Soon she was married, on the 25th of November, in a small ceremony (but she knew that already). She had still withheld the mention of the typewriter from Parthiv, and she planned to continue that way…after all, he would ask her to throw it away, and now, she could hardly do without it. The typewriter had become her trusted guide, her personal diary-only that it recorded experiences before they took place. Now, Sakhi seemed to always know everything, be it her honeymoon location, the name of her child to be born, upcoming rows, pay hike…everything! She did as the typewriter told her to, as now , the typewriter’s predictions were more dictatorial and directive than mere predictions. Also there was no more ‘namaskar Sakhi’ that greeted her every morning, but a set of situations and directions to tackle them.
She started living life like a person reading a mystery novel, knowing very well its ending. Life for her held no more surprises, no fun. She was living it(hardly) because the typewriter told her to do so. She knew when a surprise party was coming, when her promotion was due, what her son would graduate in, where would he be placed in life and even when her husband would die.

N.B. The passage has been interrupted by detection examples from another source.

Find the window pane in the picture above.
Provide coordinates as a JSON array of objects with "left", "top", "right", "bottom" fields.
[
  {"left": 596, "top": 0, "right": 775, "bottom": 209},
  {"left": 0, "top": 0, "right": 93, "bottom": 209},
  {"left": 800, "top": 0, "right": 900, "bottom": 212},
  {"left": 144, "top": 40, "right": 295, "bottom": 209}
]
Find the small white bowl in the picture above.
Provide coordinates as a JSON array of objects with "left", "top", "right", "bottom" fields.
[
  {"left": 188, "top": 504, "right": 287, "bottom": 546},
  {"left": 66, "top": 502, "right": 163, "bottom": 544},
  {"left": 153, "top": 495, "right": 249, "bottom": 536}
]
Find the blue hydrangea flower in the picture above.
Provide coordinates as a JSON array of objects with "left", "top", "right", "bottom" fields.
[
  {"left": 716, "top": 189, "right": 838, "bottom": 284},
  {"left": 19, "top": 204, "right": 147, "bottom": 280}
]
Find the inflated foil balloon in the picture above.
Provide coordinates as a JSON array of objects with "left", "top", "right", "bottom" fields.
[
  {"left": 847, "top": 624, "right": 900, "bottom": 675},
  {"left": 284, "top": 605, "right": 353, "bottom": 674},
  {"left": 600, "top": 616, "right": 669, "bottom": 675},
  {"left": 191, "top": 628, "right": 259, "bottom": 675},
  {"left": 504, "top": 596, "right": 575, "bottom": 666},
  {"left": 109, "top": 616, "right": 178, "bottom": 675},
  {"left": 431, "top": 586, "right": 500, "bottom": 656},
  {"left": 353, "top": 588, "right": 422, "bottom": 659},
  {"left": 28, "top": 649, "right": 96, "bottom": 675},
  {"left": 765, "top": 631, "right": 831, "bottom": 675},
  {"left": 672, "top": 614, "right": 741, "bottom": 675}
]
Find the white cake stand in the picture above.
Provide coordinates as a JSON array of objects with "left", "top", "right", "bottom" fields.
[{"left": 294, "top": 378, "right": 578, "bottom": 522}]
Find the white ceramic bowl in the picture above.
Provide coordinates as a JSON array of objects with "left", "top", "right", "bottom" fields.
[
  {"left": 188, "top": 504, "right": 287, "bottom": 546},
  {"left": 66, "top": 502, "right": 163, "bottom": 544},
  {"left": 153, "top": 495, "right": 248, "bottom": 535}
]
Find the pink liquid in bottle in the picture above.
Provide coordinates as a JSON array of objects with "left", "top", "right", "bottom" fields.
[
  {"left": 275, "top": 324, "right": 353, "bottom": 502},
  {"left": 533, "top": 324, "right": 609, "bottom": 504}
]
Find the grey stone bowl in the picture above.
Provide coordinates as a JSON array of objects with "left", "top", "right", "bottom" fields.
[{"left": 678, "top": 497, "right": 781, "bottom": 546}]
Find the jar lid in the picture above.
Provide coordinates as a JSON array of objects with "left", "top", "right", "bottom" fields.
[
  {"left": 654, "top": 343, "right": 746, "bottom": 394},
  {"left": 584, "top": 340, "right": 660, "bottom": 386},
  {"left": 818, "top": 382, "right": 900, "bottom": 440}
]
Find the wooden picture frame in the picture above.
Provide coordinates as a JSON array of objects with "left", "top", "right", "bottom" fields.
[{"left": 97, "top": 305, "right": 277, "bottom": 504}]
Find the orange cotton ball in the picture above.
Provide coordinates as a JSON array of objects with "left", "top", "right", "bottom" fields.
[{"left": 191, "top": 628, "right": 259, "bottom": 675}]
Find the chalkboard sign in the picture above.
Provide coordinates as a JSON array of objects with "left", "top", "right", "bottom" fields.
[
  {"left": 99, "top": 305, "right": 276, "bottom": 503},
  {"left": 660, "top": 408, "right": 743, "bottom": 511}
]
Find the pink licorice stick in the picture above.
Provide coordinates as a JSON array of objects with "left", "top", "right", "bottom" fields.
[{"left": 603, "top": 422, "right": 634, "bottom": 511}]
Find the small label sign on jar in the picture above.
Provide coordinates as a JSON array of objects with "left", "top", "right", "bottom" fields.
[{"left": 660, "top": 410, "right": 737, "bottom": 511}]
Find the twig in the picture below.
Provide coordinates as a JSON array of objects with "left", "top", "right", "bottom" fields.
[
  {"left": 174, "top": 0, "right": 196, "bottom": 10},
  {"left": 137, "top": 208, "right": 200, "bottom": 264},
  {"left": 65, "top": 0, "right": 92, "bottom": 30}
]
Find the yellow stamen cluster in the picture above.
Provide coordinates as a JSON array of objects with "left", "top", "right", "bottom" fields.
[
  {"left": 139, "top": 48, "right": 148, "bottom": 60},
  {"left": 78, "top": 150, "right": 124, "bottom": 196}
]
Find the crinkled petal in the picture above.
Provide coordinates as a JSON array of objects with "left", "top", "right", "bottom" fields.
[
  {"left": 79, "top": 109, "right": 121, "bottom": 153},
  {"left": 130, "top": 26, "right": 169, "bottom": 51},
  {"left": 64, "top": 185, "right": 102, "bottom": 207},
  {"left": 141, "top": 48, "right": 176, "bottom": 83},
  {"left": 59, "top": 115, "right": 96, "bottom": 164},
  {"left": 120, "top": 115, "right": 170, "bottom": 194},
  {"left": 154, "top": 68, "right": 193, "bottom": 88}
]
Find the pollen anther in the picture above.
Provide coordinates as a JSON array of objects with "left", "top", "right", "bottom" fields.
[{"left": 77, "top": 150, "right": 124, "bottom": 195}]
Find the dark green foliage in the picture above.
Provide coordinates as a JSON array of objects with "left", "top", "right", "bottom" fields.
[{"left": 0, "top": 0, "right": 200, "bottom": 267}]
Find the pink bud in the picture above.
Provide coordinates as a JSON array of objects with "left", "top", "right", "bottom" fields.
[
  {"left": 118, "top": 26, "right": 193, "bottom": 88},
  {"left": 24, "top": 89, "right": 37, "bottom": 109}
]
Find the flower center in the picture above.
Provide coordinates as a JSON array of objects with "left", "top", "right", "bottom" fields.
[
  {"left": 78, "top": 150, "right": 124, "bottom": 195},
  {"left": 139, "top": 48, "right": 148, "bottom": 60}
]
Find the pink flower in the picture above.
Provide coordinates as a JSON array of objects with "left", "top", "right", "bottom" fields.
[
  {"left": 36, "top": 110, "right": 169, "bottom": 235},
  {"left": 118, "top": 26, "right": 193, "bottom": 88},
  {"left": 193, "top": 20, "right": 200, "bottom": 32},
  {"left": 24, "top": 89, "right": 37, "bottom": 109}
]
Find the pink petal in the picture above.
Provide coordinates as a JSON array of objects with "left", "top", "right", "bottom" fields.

It seemed as the typewriter was living her life. On the last day of her life (very well knowing it was her last day), she finished the legal matters, bequeathing the typewriter to her son. She had long stopped asking why her grandparents had bequeathed it to her and why her parents had never visited the palace. It was because all had been aforesaid by the typewriter. Now that she looked back, she remembered how her visit to the palace had changed her life forever. That day, Sakhi did not look at her ‘predictions’ and for that she suffered extreme uneasiness, but decided to bear it. Just for the last day. She did die that day, living life as a bonded servant to the wishes of the typewriter. Till the last day, repenting the predictability of life and fearing the unknown.
When her son(who had been summoned urgently) reached his mother’s study, soon after her death, he saw spare pieces of a broken typewriter. It was beyond repair. And underneath the wreck lay a typewritten paper stating-
‘ you will destroy me today Sakhi…I’m warning you, dare not.’
But yet, lay there the pieces of the typewriter and her mother’s body sprawling on the ground with a large stone in her hand. Afterall, Sakhi had chosen to be different. She had chosen to defy the typewriter, to let her son live life as it unravels, to die free and release her ancestors from the clutches of this fateful disease too.